刚才跪了一下膝盖有些擦伤,脚踝这边完全的红了起来,看这样子淤青是必然的。
“你这……你这人真的有毒啊柯北。”鹿邑骂着他一拳打上他的胸膛。
“打我吧,我错了。”柯北愧疚得红了眼,双手无措的放着。
“能站起来吗?”江以修问。
白染还没站起来就说:“可以。”
“柯北赶紧搀着。”江以修踢了踢柯北。
柯北回神:“哦好。”
白染在两人的帮助下站了起来,忍痛的走了几步说:“走吧,时间不早了。”
她习惯性的去隐忍,即便是痛得额头冒汗也不会说一个痛字,向来都是说可以。柯北挡在她的跟前:“我背你。”
“不用。这么长的路,你要是背我回去,腿都断了,你还要比赛。况且我是真都没没事。”
“你也太小看我了,我的身体素质哪有这么低。”柯北在她的眼前蹲下:“快上来,不上来我不走了。”
“你快上去吧,不然他愧疚得今晚都睡不着。”
“可是,你还要比赛。”
“我自己心里有数,要是不行我会说。”
就这样,白染在他们的推搡下趴上了柯北的背。
“你怎么这么轻?”柯北背着她在原地转了一圈,白染被这么突如其来的一出笑了出声,像是小时候坐秋千的感觉。天上的星星都跟像是跟着她而转动,那是她眼中的星空。有着明亮的光,足以慰藉所有的困难。
柯北听见她的笑声背着她在原地又转了好几圈,天上的星星之光斑驳落在他们的身上。
月光清透的洒满大地,白天烤了一天的土地随着微风有阵阵干燥的泥土清香,路边的野花娇羞的绽放。
鹿邑跟江以修跟在他们的身后,一路的欢声笑语。
鹿邑从未看过这么开心的白染,也没看过这么开心的柯北。月影下他们的身体交缠成为了一体。鹿邑跟在身后给他们拍了几张照片,谁也没发就留在自己的手机里。
“我觉得柯北好像长大了。”鹿邑说。
“为什么忽然之间有这样的见解?”江以修伸手搂过她的肩膀,低头看着她笑了一下,鹿邑仅仅楞了半秒就开始不要脸的往他怀里钻。

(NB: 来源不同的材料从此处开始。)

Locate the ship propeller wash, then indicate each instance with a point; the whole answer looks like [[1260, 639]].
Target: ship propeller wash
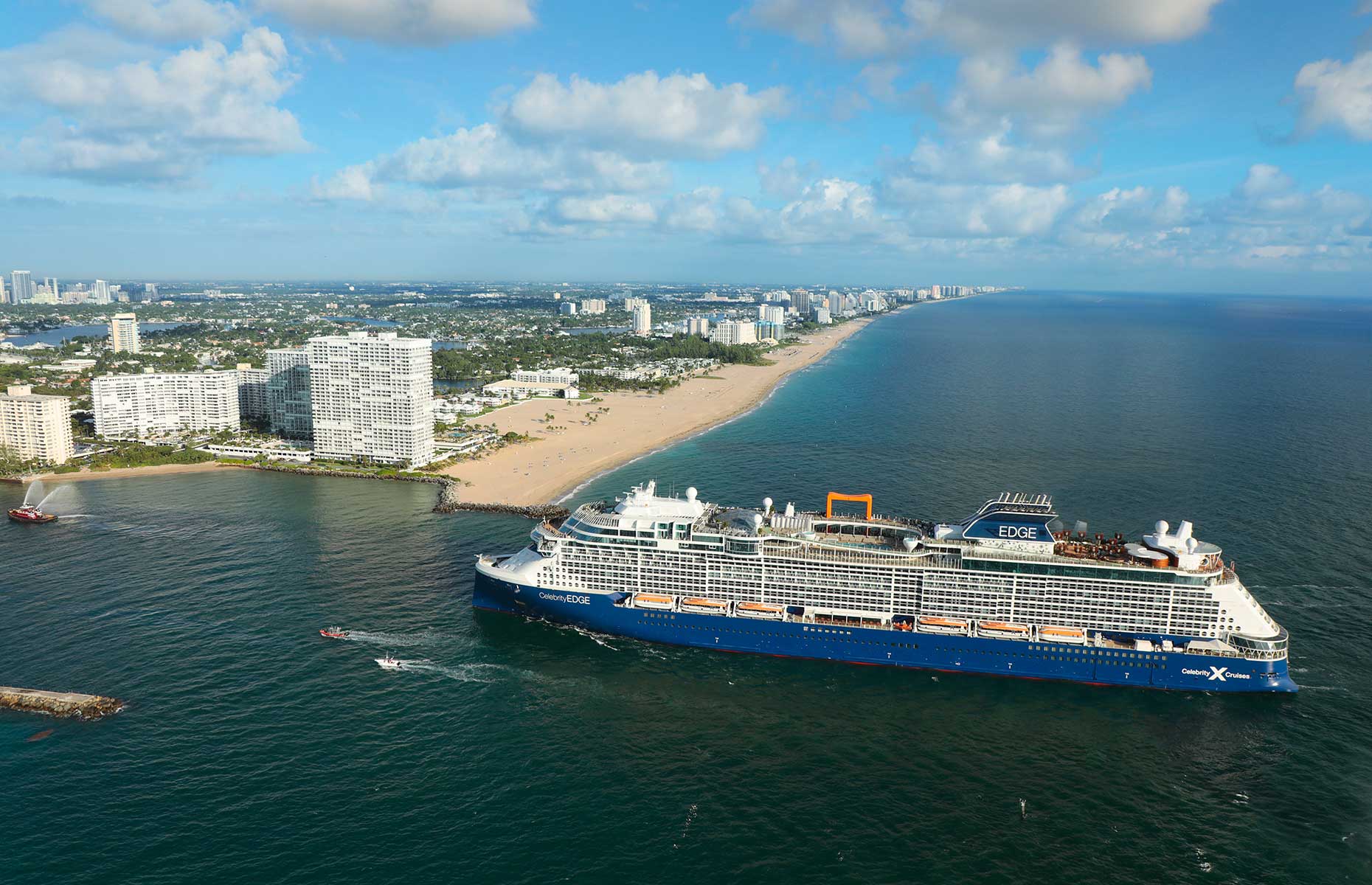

江以修忍不住笑了起来,因为太痒了,可是又不想推开她只能掐着她的脸:“这位小姐矜持一点好不好?手不要**。”
鹿邑故意的去抓他的腰:“谁让你调戏我的,我占点便宜怎么了?”
说得那叫一个理直气壮。
江以修实在是受不了,动手强硬的把她两只不安分的手摁在自己的腰上警告道:“别**。”话是说得严肃,眼中却难掩的宠溺。

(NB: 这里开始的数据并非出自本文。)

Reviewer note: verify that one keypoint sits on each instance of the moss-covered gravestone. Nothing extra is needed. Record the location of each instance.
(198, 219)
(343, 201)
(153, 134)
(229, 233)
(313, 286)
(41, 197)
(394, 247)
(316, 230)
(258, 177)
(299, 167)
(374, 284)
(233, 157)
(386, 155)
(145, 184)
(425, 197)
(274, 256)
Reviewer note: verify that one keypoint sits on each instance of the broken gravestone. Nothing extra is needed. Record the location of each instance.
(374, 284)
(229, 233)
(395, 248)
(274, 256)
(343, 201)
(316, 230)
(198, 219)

鹿邑就这么沉浸在他的眼中的温柔,话也软了下来:“我们会结婚吗?”
江以修点头:“会。”
她好笑:“你为什么就这么信誓旦旦的觉得我就会跟你在一起呢?万一我遇到一个比你好的人呢?”在这种事情上鹿邑真的不懂为什么江以修能这么自信,所有人都这么认为,他们就该在一起,可是这么漫长的岁月,谁能这么确定及肯定的说我就会爱你一辈子呢?即便那人是江以修。
“不可能。”江以修斩钉截铁的说。
“万一,我真的遇到一个比你好的人,那你怎么办?”
“把你抢回来。”
“哇,你不是应该说,不管怎么样,看见你幸福我就很幸福这种话吗?”
“别看这么多这种电视剧,那都是骗人的。”
“其实,你会接受我,是不是因为你的世界只能接受我。”
“我……”
“走快点,要下雨了大哥。”
“下雨?”鹿邑抬头看天,不知何时天已经变了。
乌云黑压压覆盖星空,密不透风的云层下是迅雷闪电,一道雷劈开云层,一刹那的白昼映着他们的脸色。
真下雨就完蛋了。
他们加快了脚步,柯北背着白染直接跑了起来,白染直拍他的背:“放我下来,快放我下来。”
“大妹子,你抱紧我了。”
“别闹了,快放我下来。”
“快到了,起飞!”柯北这么说着加快了脚步在路上狂奔。
江以修跟鹿邑也没敢耽搁在路上奔跑,跑了大概十分钟,终于看到了训练中心,四人打算原路返回,可是白染的脚伤……就在他们四人犹豫之时,绵妈跟大伟出现了。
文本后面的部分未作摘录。